Una selección de películas que abordan la falsificación de arte como tema y recurso

El Museo Nacional de Bellas Artes presenta durante todo el mes de abril “MUSEO/CINE/ARTE”. Se trata de una selección de películas, que se pueden encontrar en diversas plataformas, recomendadas por Leonardo D’Espósito, curador de cine del Bellas Artes. Cada semana del mes, se proponen siete filmes organizados en núcleos temáticos: el primero fue “Las películas van al museo”, y la propuesta ahora es “Verdaderas obras sobre obras falsas”, con la falsificación de arte como tema y recurso. Los próximos núcleos serán “Plásticos en movimiento” y “Animación: vida para la pintura”.

Ver Primer núcleo

Segundo núcleo: Verdaderas obras sobre obras falsas

Quizás no haya título que defina mejor al cine que “Imitación de la vida”, clásico melodrama que tuvo dos versiones (la de John Stahl en 1934 y la célebre de Douglas Sirk en 1959). El cine imita a la vida pero no es la realidad, sino una falsificación consciente donde lo irreal tiene como fin provocar una emoción y comunicar una idea a través de ella. Es muy probable que los falsificadores de arte, tanto aquellos que se dedican a copiar cuadros famosos como los otros, más dotados, que “inventan” nuevas obras a artistas ya desaparecidos (y siempre muy valiosos, claro), entiendan esta misma verdad.

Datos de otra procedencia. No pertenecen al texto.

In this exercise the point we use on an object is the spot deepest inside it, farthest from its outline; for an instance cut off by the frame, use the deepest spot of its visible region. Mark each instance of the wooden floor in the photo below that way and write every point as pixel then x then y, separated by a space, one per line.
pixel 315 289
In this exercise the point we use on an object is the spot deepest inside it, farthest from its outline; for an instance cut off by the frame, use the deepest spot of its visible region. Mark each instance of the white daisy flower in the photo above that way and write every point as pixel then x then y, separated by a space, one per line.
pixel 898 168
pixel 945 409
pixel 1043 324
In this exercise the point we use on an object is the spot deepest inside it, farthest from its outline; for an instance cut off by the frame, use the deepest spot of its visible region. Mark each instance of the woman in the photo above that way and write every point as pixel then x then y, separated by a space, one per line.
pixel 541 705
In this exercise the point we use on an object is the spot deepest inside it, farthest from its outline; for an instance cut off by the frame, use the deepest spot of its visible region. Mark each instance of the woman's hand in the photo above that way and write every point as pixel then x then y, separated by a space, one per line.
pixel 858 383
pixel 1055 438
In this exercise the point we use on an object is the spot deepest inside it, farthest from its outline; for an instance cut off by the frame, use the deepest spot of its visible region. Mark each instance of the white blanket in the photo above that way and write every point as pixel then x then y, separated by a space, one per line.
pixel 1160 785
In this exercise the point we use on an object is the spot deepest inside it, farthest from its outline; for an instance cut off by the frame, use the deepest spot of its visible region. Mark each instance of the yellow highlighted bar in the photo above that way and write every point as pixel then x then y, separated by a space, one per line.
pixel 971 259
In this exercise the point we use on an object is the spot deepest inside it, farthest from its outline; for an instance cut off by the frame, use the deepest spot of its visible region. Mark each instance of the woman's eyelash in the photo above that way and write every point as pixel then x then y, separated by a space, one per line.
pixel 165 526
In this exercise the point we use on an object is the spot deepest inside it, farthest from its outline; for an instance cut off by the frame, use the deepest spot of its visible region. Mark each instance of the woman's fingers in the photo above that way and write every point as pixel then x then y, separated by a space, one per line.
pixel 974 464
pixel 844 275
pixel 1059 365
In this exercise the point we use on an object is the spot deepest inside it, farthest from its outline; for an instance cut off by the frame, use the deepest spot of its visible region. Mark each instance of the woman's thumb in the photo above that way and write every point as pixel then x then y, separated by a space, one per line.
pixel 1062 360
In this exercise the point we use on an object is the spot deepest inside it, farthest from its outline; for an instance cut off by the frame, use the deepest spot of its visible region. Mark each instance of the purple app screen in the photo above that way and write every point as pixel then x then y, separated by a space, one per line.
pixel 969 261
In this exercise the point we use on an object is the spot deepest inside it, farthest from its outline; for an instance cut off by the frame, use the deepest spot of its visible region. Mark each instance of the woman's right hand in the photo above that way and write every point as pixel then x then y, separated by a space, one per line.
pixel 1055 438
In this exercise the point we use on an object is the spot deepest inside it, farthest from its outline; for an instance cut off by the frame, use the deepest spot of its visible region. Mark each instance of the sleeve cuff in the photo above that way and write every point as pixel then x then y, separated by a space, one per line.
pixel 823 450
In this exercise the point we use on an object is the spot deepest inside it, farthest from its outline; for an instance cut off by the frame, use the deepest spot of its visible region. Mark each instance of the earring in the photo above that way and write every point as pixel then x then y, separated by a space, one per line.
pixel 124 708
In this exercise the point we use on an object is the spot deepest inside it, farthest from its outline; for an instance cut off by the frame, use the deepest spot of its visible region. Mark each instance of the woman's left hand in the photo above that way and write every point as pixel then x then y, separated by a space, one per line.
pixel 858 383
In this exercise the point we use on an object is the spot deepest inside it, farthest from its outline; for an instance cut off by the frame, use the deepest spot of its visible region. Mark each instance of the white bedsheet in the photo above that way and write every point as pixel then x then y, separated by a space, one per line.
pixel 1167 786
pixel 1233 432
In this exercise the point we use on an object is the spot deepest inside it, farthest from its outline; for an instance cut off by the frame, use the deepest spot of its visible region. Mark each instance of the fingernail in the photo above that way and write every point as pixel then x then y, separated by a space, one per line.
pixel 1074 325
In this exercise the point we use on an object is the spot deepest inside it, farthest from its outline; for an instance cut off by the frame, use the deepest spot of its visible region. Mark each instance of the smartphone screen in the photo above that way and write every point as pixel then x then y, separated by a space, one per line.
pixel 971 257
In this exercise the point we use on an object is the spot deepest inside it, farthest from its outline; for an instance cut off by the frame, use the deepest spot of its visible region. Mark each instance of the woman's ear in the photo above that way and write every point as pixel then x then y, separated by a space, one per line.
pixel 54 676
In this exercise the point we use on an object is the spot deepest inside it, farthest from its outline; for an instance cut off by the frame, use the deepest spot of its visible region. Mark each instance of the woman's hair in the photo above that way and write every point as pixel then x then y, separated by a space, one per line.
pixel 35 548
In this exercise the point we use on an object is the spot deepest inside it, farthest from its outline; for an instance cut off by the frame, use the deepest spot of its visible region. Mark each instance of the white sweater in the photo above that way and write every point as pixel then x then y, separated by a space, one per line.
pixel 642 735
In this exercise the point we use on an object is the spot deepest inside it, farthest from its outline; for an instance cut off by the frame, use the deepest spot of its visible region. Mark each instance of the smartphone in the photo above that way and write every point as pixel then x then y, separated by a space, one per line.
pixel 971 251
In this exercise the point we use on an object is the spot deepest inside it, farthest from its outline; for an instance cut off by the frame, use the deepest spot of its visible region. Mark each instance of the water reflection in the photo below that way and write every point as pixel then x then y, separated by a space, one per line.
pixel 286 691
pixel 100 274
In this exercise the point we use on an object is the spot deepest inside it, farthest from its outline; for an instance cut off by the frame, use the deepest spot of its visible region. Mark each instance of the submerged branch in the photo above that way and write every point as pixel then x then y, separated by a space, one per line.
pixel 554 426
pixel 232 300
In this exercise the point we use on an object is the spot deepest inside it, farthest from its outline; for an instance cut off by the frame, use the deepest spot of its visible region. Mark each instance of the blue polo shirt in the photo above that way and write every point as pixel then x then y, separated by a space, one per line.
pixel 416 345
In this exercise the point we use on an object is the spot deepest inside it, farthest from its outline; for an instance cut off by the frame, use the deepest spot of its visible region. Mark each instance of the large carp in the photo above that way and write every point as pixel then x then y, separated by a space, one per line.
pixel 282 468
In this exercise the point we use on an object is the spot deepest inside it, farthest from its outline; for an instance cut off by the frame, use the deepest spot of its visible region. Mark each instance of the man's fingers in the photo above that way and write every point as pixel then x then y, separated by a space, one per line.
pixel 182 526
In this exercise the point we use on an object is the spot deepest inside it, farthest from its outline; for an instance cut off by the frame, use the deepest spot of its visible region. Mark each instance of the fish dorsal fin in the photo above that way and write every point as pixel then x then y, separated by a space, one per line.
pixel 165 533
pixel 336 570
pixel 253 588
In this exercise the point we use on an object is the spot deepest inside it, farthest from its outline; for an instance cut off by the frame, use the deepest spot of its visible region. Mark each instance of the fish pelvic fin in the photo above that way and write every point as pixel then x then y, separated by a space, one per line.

Nadie puede negar que en la historia de la falsificación plástica existe el objetivo de ganar dinero. Pero tampoco que un criminal que solo desee llenarse de billetes puede recurrir a formas menos sofisticadas y más expeditivas con el uso de un arma de fuego, después de todo una herramienta mucho menos compleja que el pincel. El falsificador es, también, un artista que juega el juego de quebrar el sistema siendo parte de él y, en última instancia, apoyándose en sus propios gustos: es imposible copiar aquello que odiamos. Personajes como Beltracchi o Ribes tienen que admirar a Max Ernst o Pablo Picasso para dedicarse a copiarlos. Es cierto: sería mucho más difícil hacer dinero con la propia firma, pero eso no quita que sea totalmente imprescindible el talento, más allá de la pericia técnica.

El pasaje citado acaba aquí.